Le Président: Que les députés contre cette motion veuillent bien se lever.

La Secrétaire adjointe: M. Dumont (Rivière-du-Loup).

Le Président: Y a-t-il des abstentions?

Le Secrétaire: Pour:114

Contre:1

Abstentions:0

Le Président: Alors, la motion du premier ministre est adoptée.

S'il n'y a pas d'autres motions sans préavis... Oui, M. le député de Marquette. À l'ordre, s'il vous plaît! M. le député de Marquette.

M. Ouimet: Alors, je sollicite le consentement de cette Assemblée pour déposer la motion suivante:

«Que l'Assemblée nationale demande au gouvernement de prendre acte du jugement de la Cour d'appel rendu lundi, le 17 avril 2000, dans l'affaire opposant la Société québécoise d'information juridique et y donne suite de façon à s'assurer que la justice québécoise soit plus accessible pour les citoyens grâce à un accès élargi à l'ensemble des jugements des tribunaux québécois.»

Le Président: Alors, y a-t-il consentement pour débattre de la motion? Il n'y a pas consentement.


Avis touchant les travaux des commissions

S'il n'y a pas d'autres motions sans préavis, aux avis touchant les travaux des commissions, M. le leader du gouvernement.

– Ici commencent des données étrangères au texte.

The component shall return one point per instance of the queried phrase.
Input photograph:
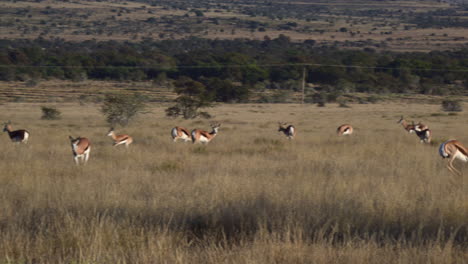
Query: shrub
(50, 113)
(122, 108)
(451, 105)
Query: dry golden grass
(250, 196)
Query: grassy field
(250, 196)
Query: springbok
(453, 149)
(17, 136)
(201, 136)
(344, 130)
(289, 131)
(409, 128)
(120, 139)
(81, 148)
(180, 133)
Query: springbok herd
(81, 146)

M. Brassard: M. le Président, j'avise cette Assemblée que la commission de l'éducation poursuivra l'étude des crédits budgétaires du ministère de l'Éducation aujourd'hui, après les affaires courantes jusqu'à 18 heures, ainsi que demain, le jeudi 20 avril, de 9 h 30 à 12 h 30, à la salle Louis-Joseph-Papineau;

Que la commission des affaires sociales poursuivra et terminera l'étude des crédits budgétaires du ministère de la Santé et des Services sociaux aujourd'hui, après les affaires courantes jusqu'à 18 h 30, à la salle Louis-Hippolyte-LaFontaine;

Que la commission des finances publiques poursuivra et terminera l'étude des crédits budgétaires du ministère des Finances aujourd'hui, après les affaires courantes jusqu'à 18 heures, ainsi que demain, le jeudi 20 avril 2000, de 9 h 30 à 12 h 30, à la salle du Conseil législatif;

Que la commission des transports et de l'environnement poursuivra et terminera l'étude des crédits budgétaires du ministère de la Faune et des Parcs aujourd'hui, après les affaires courantes jusqu'à 18 heures, à la salle 1.38b de l'édifice Pamphile-Le May;

(15 h 20)

Que la commission des institutions poursuivra et terminera l'étude des crédits budgétaires dévolus aux affaires autochtones demain, le jeudi 20 avril 2000, de 9 h 10 à 10 h 30, à la salle 1.38b de l'édifice Pamphile-Le May;

Que la commission des institutions procédera à l'étude des crédits budgétaires dévolus aux affaires intergouvernementales canadiennes demain, le jeudi 20 avril 2000, de 10 h 30 à 12 h 30, à la salle 1.38b de l'édifice Pamphile-Le May; et

Que la commission de l'économie et du travail poursuivra l'étude des crédits budgétaires du ministère des Ressources naturelles demain, le jeudi 20 avril 2000, de 9 h 30 à 12 h 30, à la salle Louis-Hippolyte-LaFontaine.

Le Président: Bien. Merci, M. le leader du gouvernement.

Aux renseignements sur les travaux de l'Assemblée, s'il n'y a pas d'interventions, puisque nous sommes à la période de l'étude des crédits budgétaires, alors, conformément aux dispositions de l'article 282 de notre règlement, l'Assemblée ne procède qu'aux affaires courantes, et, en conséquence, je lève la séance, et les travaux sont ajournés à demain, le jeudi 20 avril, à 14 heures.